Here you can find all the general information about your servables, signatures, and services.
At the moment Hydrosphere allows you to track information concerning your production dataflow. It allows you to monitor possible data drift, construct data projections for visualization, and detect possible anomalies in your data. Hydrosphere automatically provides an outlier detection model based on your training data. To start working with anomaly detection, click the Monitoring section.
Here you can observe all your monitor metrics assigned to your production model, configure new metrics, and observe results of monitoring. In this guide, we will consider only outlier detection metrics created automatically by Hydrosphere, which is called 'auto_od_metric' in our case. Let's try to process some data samples. Simply we can randomly take some number of samples, e.g. 400, from the test part of Adult Dataset.
Now you can observe some changes at UI sections. Each section provides some specific information about dataflow processing. Aggregation shows the correspondence of each feature to some metric, e.g. whether a feature value is in the min-max interval of your training data.
Batch details show basic information about processed batch like the success of processing for each sample, where 100% means that all metrics have processed each sample successfully. For outlier detection, it could indicate that the sample is not an outlier. You can click on each sample to check the value for each variable, predicted class as well as the score for all external metrics.

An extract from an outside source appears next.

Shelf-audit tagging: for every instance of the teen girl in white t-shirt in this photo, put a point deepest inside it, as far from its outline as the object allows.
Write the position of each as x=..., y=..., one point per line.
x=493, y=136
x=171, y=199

Additionally, Monitoring constructs a graph separately for each metric. Here you can observe the accumulated graph for each batch accordingly.
For 'auto_od_metric' Hydrosphere provides a line graph of outlier score for each sample together with a threshold value. The threshold is calculated automatically inside the Hydrosphere engine (see Automatic Outlier Detection section). Still, you can configure a custom metric by clicking on the Configure Metrics section. Details are provided in the next chapter.
The Metrics subsection is responsible for providing an aggregated result for processing all samples in a batch by all assigned metrics. In Hydrosphere is it used a graphic scale, where green color () means that all samples are successfully checked, whereas colors like yellow, orange and red (,) would indicate that you have significantly many potenial anomalies.